With breakfast ended I tried to kill time by going to my room, cleaning, and walking around the hostel again, before going to the VIIS at 9:30am. Once at VIIS, I went through paper work, a brief orientation to the facility, and watched a film on VIIS.
The most interesting part of this excursion at VIIS was “Coffee Time”. Sociologically, to me was beyond amazing with such rich social interactions – I wish I could have time to study it ethnographically. In the simplest terms it is a time 10:45-11:15am in the morning (and another time in the afternoon, I forgot), where everyone at the institute is invited to get coffee in the “coffee corner” (or chai of course).
I think, as a foreigner, the first impression is one word “Cute!”. This was my first reaction, and it was the context with which I interacted with others – I was partaking in this cute event. But this is an incredibly ethnocentric view, I think, and, after reflecting on the experience, I think there are many hidden understandings of this coffee corner.
For one, nearly everyone from both buildings, in every department and walk of life in the organization is in one spot. This leads to rich social interactions, but I think the commercial/administrative/economical impact is quite large and positive. Anyone who needs anything from anyone can wait until coffee time to have those conversations. This is not possible or done in the states, is it? But how easy would it be to communicate across departments and specialties if everyone in the office all got together (not by force) for 30 minute segments twice a day. This would be useful in a lawfirm, a hospital, or an insurance agency if done monthly or bi-annually. Here it is done daily. In my case, the person who was walking me around successfully had business related conversations with people in IT, and two other departments. Did I mention the coffee was phenomenal?

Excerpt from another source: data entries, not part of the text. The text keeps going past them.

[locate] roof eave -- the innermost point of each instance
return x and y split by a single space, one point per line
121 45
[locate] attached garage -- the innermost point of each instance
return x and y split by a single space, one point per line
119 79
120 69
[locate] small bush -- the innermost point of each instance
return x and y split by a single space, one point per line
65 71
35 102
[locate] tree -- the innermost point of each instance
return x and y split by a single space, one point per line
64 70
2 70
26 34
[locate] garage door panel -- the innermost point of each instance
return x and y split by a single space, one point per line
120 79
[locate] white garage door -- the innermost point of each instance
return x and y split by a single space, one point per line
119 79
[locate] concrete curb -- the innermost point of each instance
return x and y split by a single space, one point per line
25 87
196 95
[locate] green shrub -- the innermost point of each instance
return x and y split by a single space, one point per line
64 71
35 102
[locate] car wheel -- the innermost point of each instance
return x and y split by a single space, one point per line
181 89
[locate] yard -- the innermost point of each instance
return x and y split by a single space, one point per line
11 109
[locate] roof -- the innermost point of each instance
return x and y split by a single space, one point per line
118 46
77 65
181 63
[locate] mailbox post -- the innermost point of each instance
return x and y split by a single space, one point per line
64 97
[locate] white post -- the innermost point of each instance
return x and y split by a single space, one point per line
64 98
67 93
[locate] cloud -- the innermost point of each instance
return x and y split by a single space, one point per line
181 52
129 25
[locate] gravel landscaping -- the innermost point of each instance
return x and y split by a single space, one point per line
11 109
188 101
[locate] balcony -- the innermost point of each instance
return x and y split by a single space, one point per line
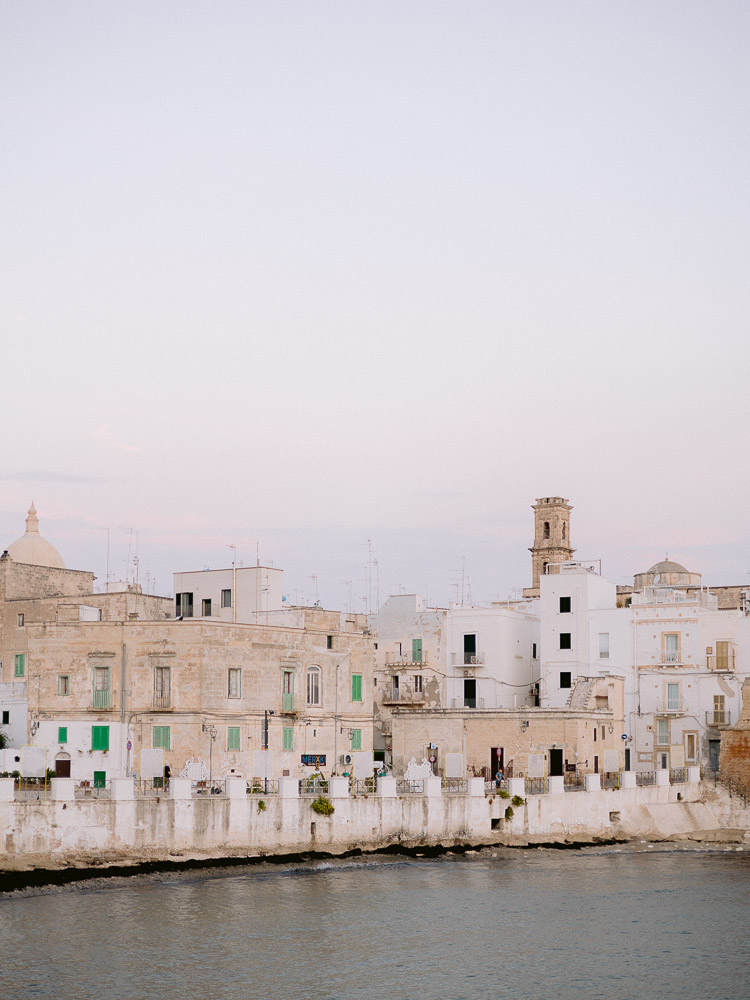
721 661
397 696
101 699
394 662
468 659
287 703
718 719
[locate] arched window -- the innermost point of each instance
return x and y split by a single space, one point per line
313 685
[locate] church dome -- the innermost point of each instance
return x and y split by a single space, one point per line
667 566
32 549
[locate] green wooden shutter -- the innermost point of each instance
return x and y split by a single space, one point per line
161 737
356 687
100 737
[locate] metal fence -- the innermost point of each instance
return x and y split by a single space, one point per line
362 786
150 788
455 786
92 790
406 786
31 789
574 782
537 786
263 786
313 786
208 787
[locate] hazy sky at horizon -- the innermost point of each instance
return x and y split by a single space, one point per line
312 274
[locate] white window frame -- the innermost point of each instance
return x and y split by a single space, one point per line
313 686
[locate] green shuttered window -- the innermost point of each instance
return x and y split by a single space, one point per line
161 738
100 737
356 687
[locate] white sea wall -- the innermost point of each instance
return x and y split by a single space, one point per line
218 826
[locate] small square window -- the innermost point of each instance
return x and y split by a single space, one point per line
234 689
161 737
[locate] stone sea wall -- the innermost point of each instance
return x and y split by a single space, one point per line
64 829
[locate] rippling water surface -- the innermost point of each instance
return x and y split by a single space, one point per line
522 924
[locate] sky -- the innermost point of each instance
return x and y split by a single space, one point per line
349 285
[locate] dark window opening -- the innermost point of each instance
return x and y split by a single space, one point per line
470 649
184 605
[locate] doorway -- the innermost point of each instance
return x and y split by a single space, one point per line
497 761
470 693
62 767
714 746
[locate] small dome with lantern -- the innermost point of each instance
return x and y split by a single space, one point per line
32 549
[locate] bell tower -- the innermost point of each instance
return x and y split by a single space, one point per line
551 538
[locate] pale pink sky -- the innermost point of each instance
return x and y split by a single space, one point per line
312 274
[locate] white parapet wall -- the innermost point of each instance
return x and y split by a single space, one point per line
120 827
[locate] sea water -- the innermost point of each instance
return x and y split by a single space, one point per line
591 925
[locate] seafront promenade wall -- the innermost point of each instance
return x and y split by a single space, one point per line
64 829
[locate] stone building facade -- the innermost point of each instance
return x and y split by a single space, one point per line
100 692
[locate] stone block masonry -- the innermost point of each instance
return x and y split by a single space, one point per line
124 829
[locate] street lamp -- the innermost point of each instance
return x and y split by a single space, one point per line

I retreated to the hostel again, and walked around in an effort to fight off jetlag. I maybe walked a half mile away before a younger driver swerved to act as if he were going to hit me. I cannot hide my whiteness nor my foreignness. I turned around and walked back to the hostel, moderately frightened. I gave into jetlag and napped until 12:12pm when I was called and told to go eat. Again, the food was extremely good. There was some warm spicy stew, rice, and a potato mosaic. I received a bread similar to a tortilla but less sweat and a larger styrofoamy, crunchy chip thingy. The rice and stew was very good.
I am getting sleepy again. Good night.